Mike
Mike

Reputation: 4435

Converting Unicode Values as String from a Python Dictionary

I've built a python dictionary as follows:

result = {}
for fc in arcpy.ListFeatureClasses():
    for field in arcpy.ListFields(fc):
        result.setdefault(field.name, []).append(fc)

which takes the name of the fields in each table (feature class) and sets tyhem as the key value in the dictionary and goes on to set the name of the table as the value. This works fine because my goal is to find out which tables have the same fields. I can go on to iter over the items and print out the key, value pairs:

for key, value in result.iteritems():
    print key + ": " +  str(value)

which returns:

COMMENTS: [u'TM_FC', u'GT_FC', u'HG_FC', u'PO_FC', u'FU_FC']

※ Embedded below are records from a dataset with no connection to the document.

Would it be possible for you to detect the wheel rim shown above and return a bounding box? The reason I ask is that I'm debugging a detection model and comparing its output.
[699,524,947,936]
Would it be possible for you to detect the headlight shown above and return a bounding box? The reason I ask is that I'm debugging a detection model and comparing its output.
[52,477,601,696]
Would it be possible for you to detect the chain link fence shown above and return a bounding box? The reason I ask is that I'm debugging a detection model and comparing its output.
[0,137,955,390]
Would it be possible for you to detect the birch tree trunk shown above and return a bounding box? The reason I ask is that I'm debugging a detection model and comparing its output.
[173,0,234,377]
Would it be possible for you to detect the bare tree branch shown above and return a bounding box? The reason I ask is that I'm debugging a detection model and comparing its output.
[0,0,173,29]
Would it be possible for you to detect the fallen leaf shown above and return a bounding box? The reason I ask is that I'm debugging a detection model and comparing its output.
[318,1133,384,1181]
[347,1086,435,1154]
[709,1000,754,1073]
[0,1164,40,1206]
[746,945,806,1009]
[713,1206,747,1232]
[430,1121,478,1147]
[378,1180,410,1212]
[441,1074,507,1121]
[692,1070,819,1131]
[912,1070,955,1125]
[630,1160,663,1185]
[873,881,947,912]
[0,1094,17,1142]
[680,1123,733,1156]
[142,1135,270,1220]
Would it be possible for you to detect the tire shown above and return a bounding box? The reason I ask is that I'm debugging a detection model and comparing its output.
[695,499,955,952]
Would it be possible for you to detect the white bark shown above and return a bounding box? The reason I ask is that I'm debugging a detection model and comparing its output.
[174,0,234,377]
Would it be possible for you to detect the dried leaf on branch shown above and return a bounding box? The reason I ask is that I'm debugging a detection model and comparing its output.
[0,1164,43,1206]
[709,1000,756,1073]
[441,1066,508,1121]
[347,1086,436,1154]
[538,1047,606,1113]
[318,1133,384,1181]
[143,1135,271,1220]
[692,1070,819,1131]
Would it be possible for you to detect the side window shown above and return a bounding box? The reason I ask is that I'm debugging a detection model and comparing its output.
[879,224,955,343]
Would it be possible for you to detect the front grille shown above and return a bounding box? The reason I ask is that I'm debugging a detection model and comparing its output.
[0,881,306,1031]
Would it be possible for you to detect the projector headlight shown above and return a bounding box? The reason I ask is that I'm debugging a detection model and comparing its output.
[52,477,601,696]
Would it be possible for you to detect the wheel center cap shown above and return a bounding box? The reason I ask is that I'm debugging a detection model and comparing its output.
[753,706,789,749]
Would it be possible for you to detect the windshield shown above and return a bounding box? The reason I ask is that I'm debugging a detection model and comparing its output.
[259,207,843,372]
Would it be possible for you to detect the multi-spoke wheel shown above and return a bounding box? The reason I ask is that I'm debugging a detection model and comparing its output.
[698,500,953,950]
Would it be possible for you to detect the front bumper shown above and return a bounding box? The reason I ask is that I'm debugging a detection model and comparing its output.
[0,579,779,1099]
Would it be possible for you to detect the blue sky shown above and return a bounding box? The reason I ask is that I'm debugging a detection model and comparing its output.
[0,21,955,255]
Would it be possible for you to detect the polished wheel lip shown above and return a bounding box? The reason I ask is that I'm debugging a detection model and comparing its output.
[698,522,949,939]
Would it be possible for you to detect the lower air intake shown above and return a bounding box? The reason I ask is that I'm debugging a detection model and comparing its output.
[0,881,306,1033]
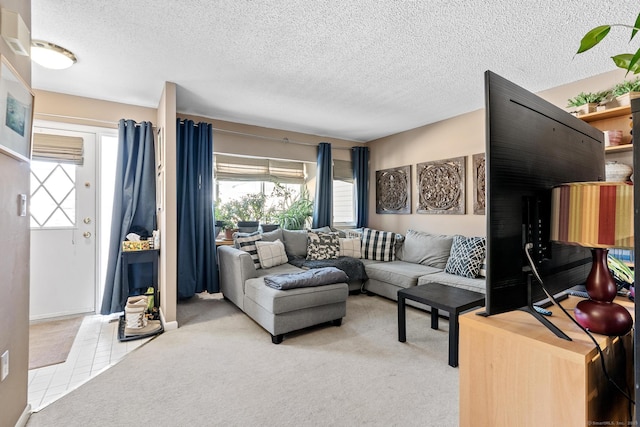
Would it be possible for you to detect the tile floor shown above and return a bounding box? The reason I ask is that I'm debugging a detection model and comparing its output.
[29,313,151,412]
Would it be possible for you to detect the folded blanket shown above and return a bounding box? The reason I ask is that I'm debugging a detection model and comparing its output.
[264,267,349,290]
[289,256,368,282]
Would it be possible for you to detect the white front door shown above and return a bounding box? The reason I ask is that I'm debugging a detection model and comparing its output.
[30,126,98,320]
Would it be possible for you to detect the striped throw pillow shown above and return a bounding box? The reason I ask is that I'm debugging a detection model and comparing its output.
[236,232,262,270]
[362,228,396,261]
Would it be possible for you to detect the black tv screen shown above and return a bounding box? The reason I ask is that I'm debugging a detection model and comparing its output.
[485,71,604,315]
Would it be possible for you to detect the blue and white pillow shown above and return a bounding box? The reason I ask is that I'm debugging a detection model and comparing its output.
[307,231,340,260]
[362,228,396,261]
[444,236,487,278]
[235,231,262,270]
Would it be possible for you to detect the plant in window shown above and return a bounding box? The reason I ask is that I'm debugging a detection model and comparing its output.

I want to print out the key values as a string value instead of the unicode stuff so that it looks like this:

COMMENTS: 'TM_FC', 'GT_FC', 'HG_FC', 'PO_FC', 'FU_FC'

I've been playing around with the 'str' function and various other ways to format and convert to string, but I'm always returning the same original value list. Can anyone suggest a way to accomplish what I'm looking for?

Thanks, Mike

Upvotes: 0

Views: 2253

Answers (3)

Marcin
Marcin

Reputation: 49886

result = {u'Comments':[u'TM_FC', u'GT_FC', u'HG_FC', u'PO_FC', u'FU_FC']}
for k,v in result.iteritems():
    print u'%s:%s' % (k,map(unicode.encode,v))

Simplified with string formatting, and map to change each value to a string, using the default encoding.

Upvotes: 0

dMb
dMb

Reputation: 9367

The issue in your code is that you are calling str(value), where value is an array. So what happens is that the array object's __str__ function is getting invoked and it has its own way of making a string representation of the underlying values. This default representation uses repr to show individual elements' values. Since in this case the array elements are unicode string, you see the 'u' in the output.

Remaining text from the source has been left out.